De 80 % en 1990-2000, le taux de déforestation à Madagascar est passé à 55 % de 2000 à 2005. Le ministère de l’Environnement, des Eaux et Forêts et du Tourisme applique aujourd’hui une nouvelle stratégie qui féliciterait les communes aptes à maîtriser les feux de brousse dans leurs circonscriptions. Dans la même foulée, il y aurait des aires de reboisement consacrées aux entreprises exploitatrices forestières. "Une manière d’intégrer le reboisement dans toute activité", explique le Ministre Harison Randriarimanana.
A l’encontre des changements climatiques
Les deux tiers des meubles fabriqués à Madagascar proviennent du bois d’ébène. Or, cette espèce est en voie de disparition, actuellement. Pour le lancement de la saison de reboisement 2007/2008, le ministère envisage de mettre en terre de nouveaux plants, mais également de remplacer les arbres perdus durant les saisons précédentes. Par ailleurs, la plantation d’arbres "zanatany", comme l’ébène, le "dity mena", le "rany" et le "hazomena" sera remise en valeur durant la saison.

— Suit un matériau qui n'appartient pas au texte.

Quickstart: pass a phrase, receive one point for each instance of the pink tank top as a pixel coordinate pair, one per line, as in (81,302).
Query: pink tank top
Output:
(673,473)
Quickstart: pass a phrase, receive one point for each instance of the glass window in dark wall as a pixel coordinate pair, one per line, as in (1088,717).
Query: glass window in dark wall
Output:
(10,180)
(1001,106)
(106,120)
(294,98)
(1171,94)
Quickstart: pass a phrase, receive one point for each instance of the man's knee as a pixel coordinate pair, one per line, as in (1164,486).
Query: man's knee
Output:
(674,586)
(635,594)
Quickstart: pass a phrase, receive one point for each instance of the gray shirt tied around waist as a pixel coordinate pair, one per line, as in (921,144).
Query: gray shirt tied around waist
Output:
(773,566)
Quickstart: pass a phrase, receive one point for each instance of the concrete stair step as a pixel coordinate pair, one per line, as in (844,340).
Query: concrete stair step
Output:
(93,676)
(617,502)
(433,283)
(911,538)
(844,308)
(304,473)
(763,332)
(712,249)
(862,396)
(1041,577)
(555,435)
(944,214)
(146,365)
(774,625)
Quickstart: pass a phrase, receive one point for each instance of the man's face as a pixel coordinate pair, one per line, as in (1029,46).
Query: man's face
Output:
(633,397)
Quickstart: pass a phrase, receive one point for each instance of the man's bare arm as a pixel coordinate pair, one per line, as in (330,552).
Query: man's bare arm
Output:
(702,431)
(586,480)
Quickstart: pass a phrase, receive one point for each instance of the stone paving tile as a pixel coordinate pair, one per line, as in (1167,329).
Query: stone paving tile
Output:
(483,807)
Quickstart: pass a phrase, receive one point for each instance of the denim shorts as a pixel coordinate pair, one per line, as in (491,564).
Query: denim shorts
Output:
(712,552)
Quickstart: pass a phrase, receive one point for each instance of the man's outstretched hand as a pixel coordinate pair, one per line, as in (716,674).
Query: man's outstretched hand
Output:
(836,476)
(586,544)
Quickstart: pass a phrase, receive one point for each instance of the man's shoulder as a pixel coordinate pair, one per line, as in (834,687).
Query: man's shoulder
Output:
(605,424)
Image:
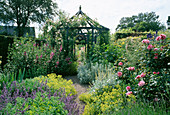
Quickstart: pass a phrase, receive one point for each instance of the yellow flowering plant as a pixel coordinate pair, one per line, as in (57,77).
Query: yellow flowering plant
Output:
(55,82)
(106,101)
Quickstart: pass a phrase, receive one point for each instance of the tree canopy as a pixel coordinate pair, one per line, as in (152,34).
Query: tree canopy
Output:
(22,12)
(141,22)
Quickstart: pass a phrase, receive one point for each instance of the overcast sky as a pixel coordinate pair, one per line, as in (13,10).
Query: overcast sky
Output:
(109,12)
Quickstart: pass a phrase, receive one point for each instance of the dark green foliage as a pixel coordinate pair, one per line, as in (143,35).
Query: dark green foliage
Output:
(141,22)
(5,42)
(23,12)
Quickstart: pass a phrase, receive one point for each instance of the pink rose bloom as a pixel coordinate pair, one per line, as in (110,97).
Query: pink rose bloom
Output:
(158,38)
(120,63)
(131,68)
(155,49)
(150,47)
(119,74)
(154,72)
(41,56)
(128,88)
(60,48)
(156,99)
(129,93)
(146,41)
(141,83)
(143,75)
(163,36)
(69,63)
(25,53)
(156,57)
(51,55)
(36,57)
(57,62)
(139,76)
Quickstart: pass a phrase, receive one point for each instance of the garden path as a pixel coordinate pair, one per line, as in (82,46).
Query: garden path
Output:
(80,88)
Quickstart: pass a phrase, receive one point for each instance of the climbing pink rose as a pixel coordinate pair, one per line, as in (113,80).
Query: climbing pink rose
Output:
(138,76)
(158,38)
(128,88)
(141,83)
(143,75)
(129,93)
(163,36)
(120,63)
(150,47)
(146,41)
(119,74)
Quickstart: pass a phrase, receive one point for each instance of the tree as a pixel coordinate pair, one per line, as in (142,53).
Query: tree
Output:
(142,22)
(22,12)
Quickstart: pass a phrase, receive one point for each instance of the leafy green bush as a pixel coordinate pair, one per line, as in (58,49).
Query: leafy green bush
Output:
(39,58)
(41,104)
(150,78)
(55,82)
(109,100)
(107,53)
(87,73)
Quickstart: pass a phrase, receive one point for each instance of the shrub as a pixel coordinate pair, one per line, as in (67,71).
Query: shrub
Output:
(28,89)
(41,104)
(104,78)
(108,53)
(55,82)
(109,100)
(153,64)
(38,58)
(87,73)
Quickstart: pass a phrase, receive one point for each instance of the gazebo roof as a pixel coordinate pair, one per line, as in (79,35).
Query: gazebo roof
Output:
(80,15)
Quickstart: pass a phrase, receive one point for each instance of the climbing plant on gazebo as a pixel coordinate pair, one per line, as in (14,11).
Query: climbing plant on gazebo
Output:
(79,29)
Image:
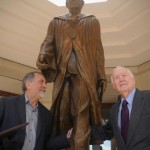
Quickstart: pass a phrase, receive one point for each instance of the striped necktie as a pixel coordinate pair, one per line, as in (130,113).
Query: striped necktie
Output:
(124,120)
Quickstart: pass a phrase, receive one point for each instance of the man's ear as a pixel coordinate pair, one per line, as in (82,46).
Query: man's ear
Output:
(28,85)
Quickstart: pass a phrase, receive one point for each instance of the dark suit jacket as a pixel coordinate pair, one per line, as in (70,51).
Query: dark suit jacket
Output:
(12,113)
(139,125)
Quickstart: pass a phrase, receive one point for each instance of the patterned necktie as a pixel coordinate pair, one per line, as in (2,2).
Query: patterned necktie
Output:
(124,120)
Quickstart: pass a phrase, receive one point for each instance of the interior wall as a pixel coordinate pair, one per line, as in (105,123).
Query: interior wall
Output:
(11,75)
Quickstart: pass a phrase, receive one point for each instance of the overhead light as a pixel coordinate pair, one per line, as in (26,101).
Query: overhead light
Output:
(63,2)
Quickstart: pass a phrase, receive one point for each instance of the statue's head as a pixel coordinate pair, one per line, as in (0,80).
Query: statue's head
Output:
(74,6)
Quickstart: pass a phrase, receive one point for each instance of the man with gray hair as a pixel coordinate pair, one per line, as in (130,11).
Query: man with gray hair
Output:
(23,108)
(130,117)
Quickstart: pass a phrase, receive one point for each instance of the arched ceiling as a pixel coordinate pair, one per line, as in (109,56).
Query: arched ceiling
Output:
(125,29)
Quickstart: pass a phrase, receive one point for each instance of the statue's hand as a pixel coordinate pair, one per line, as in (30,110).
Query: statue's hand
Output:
(42,63)
(42,58)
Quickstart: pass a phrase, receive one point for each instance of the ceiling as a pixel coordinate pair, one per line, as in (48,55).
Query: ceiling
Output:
(125,29)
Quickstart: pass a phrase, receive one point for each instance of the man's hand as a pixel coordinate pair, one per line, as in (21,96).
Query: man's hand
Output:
(42,58)
(69,133)
(102,84)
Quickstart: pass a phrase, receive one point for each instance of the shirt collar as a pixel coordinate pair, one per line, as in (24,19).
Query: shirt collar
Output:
(130,97)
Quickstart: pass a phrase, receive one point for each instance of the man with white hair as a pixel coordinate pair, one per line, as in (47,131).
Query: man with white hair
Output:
(130,117)
(23,108)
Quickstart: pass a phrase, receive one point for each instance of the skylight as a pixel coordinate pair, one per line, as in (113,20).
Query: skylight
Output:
(63,2)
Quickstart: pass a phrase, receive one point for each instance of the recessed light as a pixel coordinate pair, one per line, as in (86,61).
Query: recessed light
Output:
(63,2)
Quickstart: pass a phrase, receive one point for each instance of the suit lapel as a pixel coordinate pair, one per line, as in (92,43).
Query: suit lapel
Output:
(137,108)
(40,119)
(21,108)
(116,128)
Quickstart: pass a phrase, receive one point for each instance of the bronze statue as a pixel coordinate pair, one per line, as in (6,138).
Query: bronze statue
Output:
(72,57)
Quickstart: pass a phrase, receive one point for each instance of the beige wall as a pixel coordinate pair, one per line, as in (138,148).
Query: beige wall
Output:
(11,75)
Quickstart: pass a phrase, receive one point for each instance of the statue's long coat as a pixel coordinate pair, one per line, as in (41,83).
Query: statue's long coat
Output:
(83,36)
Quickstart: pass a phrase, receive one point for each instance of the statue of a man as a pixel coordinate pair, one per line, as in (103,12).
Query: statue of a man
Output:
(72,57)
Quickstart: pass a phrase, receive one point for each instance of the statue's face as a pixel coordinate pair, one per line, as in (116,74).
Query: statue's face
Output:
(74,6)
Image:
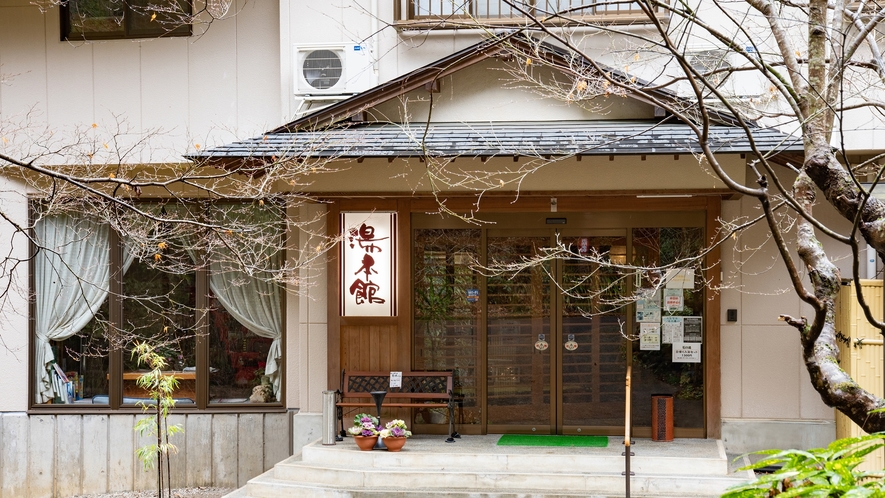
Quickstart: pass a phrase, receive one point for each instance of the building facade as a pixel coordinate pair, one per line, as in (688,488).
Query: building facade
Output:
(471,171)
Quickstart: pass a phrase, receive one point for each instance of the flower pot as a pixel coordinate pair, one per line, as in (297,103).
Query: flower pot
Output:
(394,443)
(366,443)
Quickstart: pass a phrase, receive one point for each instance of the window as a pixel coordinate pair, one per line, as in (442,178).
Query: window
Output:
(116,19)
(499,10)
(219,328)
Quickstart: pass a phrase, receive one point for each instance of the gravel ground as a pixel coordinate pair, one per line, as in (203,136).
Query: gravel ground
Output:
(176,493)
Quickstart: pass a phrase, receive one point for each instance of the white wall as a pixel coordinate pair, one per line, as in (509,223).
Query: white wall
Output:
(767,397)
(207,89)
(13,299)
(43,456)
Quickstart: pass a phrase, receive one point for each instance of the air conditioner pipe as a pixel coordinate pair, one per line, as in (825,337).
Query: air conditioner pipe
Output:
(328,417)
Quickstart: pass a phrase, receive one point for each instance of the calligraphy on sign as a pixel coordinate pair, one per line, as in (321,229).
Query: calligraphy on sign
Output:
(368,256)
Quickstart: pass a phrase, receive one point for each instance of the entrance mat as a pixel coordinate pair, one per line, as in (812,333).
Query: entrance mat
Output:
(545,440)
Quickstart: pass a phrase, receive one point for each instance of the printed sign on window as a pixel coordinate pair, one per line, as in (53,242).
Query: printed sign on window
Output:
(367,264)
(396,379)
(649,337)
(686,353)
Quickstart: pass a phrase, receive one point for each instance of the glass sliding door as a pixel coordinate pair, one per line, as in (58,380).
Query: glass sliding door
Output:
(593,356)
(519,396)
(447,313)
(658,371)
(542,345)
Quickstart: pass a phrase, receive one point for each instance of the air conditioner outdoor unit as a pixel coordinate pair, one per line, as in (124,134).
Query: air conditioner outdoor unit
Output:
(333,69)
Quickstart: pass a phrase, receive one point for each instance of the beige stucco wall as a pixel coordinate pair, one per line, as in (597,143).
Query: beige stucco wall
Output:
(765,385)
(591,173)
(13,299)
(207,89)
(306,316)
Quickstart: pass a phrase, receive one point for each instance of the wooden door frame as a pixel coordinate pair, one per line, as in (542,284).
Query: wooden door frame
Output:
(407,205)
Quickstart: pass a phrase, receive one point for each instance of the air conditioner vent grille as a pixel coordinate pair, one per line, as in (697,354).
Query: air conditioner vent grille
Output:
(322,69)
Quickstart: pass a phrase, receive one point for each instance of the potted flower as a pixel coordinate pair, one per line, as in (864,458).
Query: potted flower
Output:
(364,431)
(394,434)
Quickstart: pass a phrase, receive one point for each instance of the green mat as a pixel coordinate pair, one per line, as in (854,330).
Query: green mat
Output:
(545,440)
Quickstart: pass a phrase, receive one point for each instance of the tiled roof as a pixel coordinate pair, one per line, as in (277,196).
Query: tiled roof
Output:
(555,138)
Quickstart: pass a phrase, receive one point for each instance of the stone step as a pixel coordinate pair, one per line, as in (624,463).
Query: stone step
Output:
(501,486)
(477,468)
(550,461)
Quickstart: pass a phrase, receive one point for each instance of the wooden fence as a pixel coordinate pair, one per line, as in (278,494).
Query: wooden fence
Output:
(861,354)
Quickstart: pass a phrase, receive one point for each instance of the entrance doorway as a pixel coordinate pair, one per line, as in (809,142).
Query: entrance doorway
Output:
(541,344)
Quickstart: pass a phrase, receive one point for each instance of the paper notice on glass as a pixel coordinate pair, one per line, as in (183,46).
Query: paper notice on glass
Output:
(673,300)
(680,279)
(649,337)
(648,308)
(396,379)
(692,329)
(686,353)
(671,329)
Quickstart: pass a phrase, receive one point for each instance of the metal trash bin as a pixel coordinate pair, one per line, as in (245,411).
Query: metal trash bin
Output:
(329,417)
(662,417)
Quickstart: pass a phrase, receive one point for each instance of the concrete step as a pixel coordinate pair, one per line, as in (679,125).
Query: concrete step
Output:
(477,468)
(509,486)
(611,462)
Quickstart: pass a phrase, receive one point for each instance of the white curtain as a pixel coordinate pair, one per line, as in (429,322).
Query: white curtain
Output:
(71,273)
(254,301)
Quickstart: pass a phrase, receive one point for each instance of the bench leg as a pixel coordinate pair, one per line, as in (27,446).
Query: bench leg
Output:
(343,433)
(452,433)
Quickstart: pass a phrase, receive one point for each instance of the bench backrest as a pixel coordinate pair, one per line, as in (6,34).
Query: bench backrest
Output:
(417,385)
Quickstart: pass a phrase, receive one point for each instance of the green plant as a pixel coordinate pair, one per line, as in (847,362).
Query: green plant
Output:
(364,425)
(160,388)
(395,428)
(820,472)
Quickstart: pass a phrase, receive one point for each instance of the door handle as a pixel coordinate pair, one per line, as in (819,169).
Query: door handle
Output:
(570,344)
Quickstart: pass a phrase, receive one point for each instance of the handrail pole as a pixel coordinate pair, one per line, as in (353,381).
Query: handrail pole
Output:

La sècheresse, les inondations, l’hiver trop rude, "autant de changements climatiques auxquels Madagascar se prépare, ajoute le ministre, dont le reboisement." Pour demain, samedi, jour du lancement, 5000 pieds seront mis en terre, à Fonenana Imerintsiatosika. Le "dity mena" peut facilement concurrencer l’ébène en qualité, et être transformé en meubles. De même, le "rany" peut atteindre facilement 2 mètres de diamètre.
9 hectares de forêts
Selon les normes internationales, un Etat doit préserver au moins les 10 % de son territoire. Madagascar détient actuellement 9 hectares de forêts protégés ; une possession que le président avait annoncé rehausser jusqu’à 6 millions d’hectares. Le ministère et ses partenaires s’y mettent, dont durant cette saison de reboisement.